Assuming the common starting point of solipsism that we all share, and hopefully lose at some point during childhood or adolescence, we can all now ask ourselves the question: at what point am I happy with my understanding of my relationships with others? To which we might respond: it's a never-ending battle. It's even what defines life, a constant struggle to live among other minds. Now if it's not a never-ending battle, perhaps it is literature that will take us to the end. Certainly we'd like to think we could do it without literature, but I think it's safe to say that literature would facilitate an understanding of relationship. But then there remains a question: how do we bridge the gap between what we learn from the text of the literature--what we observe from the safe vantage point as reader--and our own lives? Weinstein mentioned in one of his discussions that (I paraphrase) it's easier to judge characters in a novel than the characters in our own lives. I agree, and think it upsets the direct transaction between literature and real relationships. It says that the process is not as simple as (1) we read a text, (2) we analyze and draw inferences from the text, and (3) we apply these inferences back to our everyday lives.

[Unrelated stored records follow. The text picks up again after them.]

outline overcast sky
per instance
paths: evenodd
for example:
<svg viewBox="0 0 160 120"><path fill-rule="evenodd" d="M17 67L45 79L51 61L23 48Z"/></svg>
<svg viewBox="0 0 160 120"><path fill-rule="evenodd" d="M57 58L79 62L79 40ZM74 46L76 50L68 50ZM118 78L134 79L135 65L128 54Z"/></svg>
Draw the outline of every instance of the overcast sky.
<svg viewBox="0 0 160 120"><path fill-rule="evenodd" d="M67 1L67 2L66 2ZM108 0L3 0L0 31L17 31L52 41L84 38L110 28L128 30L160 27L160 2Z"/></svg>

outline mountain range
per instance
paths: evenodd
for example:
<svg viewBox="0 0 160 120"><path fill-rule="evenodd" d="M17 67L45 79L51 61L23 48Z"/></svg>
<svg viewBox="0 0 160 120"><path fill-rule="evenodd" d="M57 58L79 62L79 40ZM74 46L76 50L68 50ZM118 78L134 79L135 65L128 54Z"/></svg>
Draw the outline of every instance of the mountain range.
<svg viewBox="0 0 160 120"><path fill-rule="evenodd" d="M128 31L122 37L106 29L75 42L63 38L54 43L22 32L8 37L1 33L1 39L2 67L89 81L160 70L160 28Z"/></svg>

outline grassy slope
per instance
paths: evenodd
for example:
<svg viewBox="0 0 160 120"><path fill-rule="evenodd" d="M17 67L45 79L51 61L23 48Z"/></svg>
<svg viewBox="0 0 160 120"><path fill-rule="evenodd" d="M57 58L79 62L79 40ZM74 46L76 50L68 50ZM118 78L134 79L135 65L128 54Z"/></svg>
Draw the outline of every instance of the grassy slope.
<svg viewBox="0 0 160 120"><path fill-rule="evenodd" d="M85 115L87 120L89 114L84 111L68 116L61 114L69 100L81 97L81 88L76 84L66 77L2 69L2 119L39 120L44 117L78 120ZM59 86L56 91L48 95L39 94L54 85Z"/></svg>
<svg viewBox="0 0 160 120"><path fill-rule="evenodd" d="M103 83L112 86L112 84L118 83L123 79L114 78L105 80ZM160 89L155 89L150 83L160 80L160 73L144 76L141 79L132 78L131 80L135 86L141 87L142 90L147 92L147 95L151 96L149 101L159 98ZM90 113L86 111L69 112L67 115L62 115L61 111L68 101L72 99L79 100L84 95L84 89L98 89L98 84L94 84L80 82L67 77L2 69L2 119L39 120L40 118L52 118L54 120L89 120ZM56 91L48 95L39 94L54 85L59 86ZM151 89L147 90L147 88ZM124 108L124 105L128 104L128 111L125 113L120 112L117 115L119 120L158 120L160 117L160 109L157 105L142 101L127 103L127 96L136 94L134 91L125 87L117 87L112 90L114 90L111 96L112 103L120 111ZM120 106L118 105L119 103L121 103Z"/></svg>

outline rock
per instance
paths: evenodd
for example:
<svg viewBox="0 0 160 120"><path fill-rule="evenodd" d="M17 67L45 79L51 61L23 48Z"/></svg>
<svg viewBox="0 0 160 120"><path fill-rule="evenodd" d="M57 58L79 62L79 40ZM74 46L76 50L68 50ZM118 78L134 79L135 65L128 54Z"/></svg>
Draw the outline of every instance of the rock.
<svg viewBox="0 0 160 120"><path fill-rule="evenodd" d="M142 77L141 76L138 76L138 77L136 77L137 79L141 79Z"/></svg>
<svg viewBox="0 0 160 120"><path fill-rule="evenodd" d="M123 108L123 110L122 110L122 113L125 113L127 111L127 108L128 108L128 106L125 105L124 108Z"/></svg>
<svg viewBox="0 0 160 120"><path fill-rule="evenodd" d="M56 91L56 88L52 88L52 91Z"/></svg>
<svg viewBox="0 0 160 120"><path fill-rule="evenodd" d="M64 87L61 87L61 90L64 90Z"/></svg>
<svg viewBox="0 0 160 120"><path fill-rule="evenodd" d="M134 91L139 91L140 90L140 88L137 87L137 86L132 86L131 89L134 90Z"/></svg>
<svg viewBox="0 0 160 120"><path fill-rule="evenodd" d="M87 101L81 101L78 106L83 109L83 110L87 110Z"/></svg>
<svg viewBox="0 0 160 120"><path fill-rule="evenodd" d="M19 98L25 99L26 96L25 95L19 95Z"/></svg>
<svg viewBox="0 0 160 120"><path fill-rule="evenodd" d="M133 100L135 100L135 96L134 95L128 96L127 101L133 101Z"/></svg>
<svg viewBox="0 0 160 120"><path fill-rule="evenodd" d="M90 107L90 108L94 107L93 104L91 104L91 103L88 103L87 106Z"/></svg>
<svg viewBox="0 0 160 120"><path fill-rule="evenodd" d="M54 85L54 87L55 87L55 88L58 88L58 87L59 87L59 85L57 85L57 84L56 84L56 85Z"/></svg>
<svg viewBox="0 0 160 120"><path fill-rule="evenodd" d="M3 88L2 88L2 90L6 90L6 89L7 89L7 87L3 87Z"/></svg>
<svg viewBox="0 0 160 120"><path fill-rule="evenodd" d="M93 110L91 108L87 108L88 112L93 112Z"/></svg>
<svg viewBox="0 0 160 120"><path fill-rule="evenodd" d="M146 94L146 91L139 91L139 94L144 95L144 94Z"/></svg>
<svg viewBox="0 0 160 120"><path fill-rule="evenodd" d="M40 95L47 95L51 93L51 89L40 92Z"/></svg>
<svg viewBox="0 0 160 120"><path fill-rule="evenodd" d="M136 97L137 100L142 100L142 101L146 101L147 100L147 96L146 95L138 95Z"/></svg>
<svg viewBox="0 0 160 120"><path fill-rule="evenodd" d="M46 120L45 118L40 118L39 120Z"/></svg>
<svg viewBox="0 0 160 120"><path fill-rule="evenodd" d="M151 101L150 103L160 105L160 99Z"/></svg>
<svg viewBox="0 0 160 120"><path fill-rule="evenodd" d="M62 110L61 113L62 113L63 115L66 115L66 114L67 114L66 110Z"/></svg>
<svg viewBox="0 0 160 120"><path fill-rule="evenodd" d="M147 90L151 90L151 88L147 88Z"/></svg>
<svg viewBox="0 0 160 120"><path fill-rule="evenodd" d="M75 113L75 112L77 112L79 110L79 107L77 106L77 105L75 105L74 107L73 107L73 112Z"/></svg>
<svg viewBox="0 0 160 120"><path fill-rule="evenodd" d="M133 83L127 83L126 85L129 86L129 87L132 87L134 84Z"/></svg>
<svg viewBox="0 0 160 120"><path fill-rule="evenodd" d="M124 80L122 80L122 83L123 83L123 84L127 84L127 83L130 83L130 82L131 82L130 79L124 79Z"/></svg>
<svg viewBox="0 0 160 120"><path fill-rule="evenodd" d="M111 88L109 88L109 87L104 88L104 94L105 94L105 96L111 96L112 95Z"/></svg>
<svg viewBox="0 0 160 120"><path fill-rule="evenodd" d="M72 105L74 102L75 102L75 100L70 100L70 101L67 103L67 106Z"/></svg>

To read Kafka's stories is to step into Kafka's world. In this world there is a "law of metamorphosis." There is also an accentuated father/son relationship. How are we to then step out of that world and back into our own? Another writer may have equal and opposite laws and models from the ones drawn from Kafka's world. How could they be reconciled? Obviously there is no great arbiter of truth. In the end I find myself feeling that the plight of literature is a difficult one, unless its end is to gratify our presupposed notions (or simply to bring our simian minds pleasure). Seeing from a different viewpoint, or "becoming the Other," might be impossible. It is against Darwin's Nature, which would only require us to become the Other insofar as it benefits our own reproductive fitness. Lastly in this hodgepodge of sentiments, I would like to ponder if literature is indeed very much in tune with Darwin's Nature, from the perspective of the writer. Weinstein mentioned that in writing these stories about fathers and sons where the father overpowers the son, Kafka weilds literature as a sort of weapon against his own father. How are we then to learn about the Other, and about our relationships, from a weapon? I have asked many questions but have few answers. These questions hopefully combine to show that I have doubts about the plight of literature, doubts that come from my reluctance to step into Kafka's world and call it my own.